Jour de colère. Le programme de ce dimanche est assuré par INTERCOURSE, un groupe du Connecticut, New Haven je crois, qui pratique un hardcore bien tordu et torturé, lourd et visqueux, qui plus est insidieusement parfumé d’un soupçon noise-rock à l’ancienne. Rule 36 est le deuxième long format – neuf titres, vingt minutes – enregistré par ces quatre fous-furieux, après un premier 12’ très recommandable en 2018 (et au titre particulièrement désopilant : Everything Is Pornography When You've Got An Imagination) et quelques formats courts, dont deux brulots figurant sur un excellent split 7’ en compagnie des chaudasses de chez Gaytheists.

 

 

 


Il y a beaucoup de Deadguy / Rorschach mais aussi une bonne dose de Coalesce dans la façon qu’à Intercourse de faire monter la pression et la température sans avoir recours aux habituelles pitreries bodybuildées des formations de metalcore fréquentant trop assidument les salles de sport. Comme si la devise du groupe était : complexifier sans trop en rajouter et densifier tout en restant lisible. Ne pas (se) prendre la tête mais plutôt faire exploser les crânes. Les embardées sont nombreuses, quelques accélérations sont même au rendez-vous (No Country For Old Crow, encore un titre hilarant sorti de la folle imagination du chanteur / hurleur Tarek Ahmed) mais globalement le groupe joue la carte de l’épaisseur contrôlée, du mid-tempo fracassé et du chaos à inflammation lente. Au final il se dégage de Rule 36 un effet de combustion permanente et un sentiment de rage viscérale qui ne laissent pas indifférent.

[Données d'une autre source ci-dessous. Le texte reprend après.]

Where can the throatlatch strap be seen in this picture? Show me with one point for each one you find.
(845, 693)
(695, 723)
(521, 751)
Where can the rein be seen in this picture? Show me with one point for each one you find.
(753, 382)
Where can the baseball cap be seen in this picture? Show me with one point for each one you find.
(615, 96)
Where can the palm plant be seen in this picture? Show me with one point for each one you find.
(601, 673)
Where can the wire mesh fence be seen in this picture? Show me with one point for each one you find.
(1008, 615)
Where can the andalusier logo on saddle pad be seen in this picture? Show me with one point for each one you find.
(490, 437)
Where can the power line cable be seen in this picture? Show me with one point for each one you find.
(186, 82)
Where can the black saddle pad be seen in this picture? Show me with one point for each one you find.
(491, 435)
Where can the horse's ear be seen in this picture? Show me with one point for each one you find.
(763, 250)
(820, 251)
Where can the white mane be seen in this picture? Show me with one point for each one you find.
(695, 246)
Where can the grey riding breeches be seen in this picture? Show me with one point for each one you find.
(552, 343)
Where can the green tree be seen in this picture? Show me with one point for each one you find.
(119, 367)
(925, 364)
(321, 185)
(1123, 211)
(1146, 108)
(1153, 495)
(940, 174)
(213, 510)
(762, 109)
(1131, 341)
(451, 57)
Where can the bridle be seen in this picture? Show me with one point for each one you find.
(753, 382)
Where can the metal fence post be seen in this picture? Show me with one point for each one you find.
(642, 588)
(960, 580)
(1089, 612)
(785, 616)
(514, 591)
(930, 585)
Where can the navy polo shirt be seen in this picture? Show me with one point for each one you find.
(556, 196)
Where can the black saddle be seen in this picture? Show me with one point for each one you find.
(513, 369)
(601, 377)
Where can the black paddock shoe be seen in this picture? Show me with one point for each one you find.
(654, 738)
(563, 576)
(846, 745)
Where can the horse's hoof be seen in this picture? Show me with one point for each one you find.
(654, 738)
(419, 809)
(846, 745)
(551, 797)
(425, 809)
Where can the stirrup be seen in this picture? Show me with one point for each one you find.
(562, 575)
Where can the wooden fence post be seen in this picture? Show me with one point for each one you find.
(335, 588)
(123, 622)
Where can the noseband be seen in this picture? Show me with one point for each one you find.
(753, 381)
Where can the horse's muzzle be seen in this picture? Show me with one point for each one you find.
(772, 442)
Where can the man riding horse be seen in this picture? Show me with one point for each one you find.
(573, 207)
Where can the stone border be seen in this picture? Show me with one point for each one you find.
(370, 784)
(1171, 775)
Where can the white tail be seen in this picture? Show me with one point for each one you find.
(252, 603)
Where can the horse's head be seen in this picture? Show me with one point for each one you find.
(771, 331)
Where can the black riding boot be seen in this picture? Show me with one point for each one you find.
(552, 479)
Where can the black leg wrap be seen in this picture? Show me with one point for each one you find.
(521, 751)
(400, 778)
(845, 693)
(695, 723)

Pour l’instant Rule 36 ne bénéficie d’aucune parution sur support physique mais on peut télécharger tout le disque à prix libre sur la page b*ndc*amp du groupe (tout comme la totalité de ses autres enregistrements – merci qui ?).


 

mardi 25 mai 2021

Maraudeur : Puissance 4

 





Il se passe quelque chose d’assez spécial dès les quinze ou vingt premières secondes du très alerte et très mothersbaughsien Es Ist Kein Stehlen, le titre d’ouverture de Puissance 4. On y croit tout de suite. On est immédiatement happé par un disque au charme fou, au songwriting gonflé de finesse et d’invention et à l’interprétation débordant de conviction. J’ai l’air d’un pauvre gamin à dire et à écrire cela, comme si je venais de subitement découvrir le Saint-Graal au fond du jardin de ma grand-mère ou la recette magique pour transformer l’ennui du quotidien en rêves éveillés mais c’est exactement de cela dont il s’agit : Puissance 4 est un disque évident. Et MARAUDEUR est un groupe qui l’est tout autant.
Partagé entre l’Allemagne, la Suisse et la France – côté « français » on retrouve Camille, batteuse de Litige et d’URSA ainsi que Morgane, ex-bassiste de Tôle Froide et désormais dans Scarlatine – Maraudeur c’est principalement des synthétiseurs, des lignes de basse très présentes et même centrales, de la batterie, un tout petit peu de saxophone réjouissant, de la guitare aigrelette mais vraiment pas tout le temps, plusieurs voix et du chant en allemand, en anglais et en français (sur le très poétique C’est Caché). Autrement dit le groupe, exclusivement féminin, pourrait être assimilable à la cohorte des formations actuelles qui s’adonnent volontiers aux musiques nées dans les années 80, option synth-punk diraient les connaisseurs en appellations d’origine contrôlée. Un peu de flanger / chorus* sur la basse de Slow Dress vient nous rappeler à quel point il peut faire froid en ce bas monde et à quel point on peut carrément aimer ça pourtant Maraudeur ne pratique ni le copié-collé bête et méchant, ni l’hommage trop respectueux et encore moins le revival accessoiriste.
Non, Maraudeur s’amuse, tout simplement… Par touches successives, en incluant des drôles d’idées et des breaks-surprises, en jouant à fond sur la complémentarité des voix, en emballant tout ça avec une belle vigueur et un entrain qui ne se démentiront pas de tout l’album (file under : Raincoats, etc). Du coup je comprends un peu mieux ce titre d’album qui rappellera à quiconque né au siècle dernier un jeu de stratégie en plastique inventé au milieu des années 70** et que je détestais (mais beaucoup moins qu’Othello, beaucoup plus ancien et sorte de version très appauvrie du jeu de Go, bref). Après tout, aucune personne n’est obligée de perdre son temps à essayer d’aligner quatre pions de la même couleur, on peut aussi les aligner dans l’ordre et de la façon dont on a simplement envie. C’est ce que font les filles de
Maraudeur avec leur musique qui en rappellera peut-être (sûrement) d’autres mais qui reste malgré tout inimitable.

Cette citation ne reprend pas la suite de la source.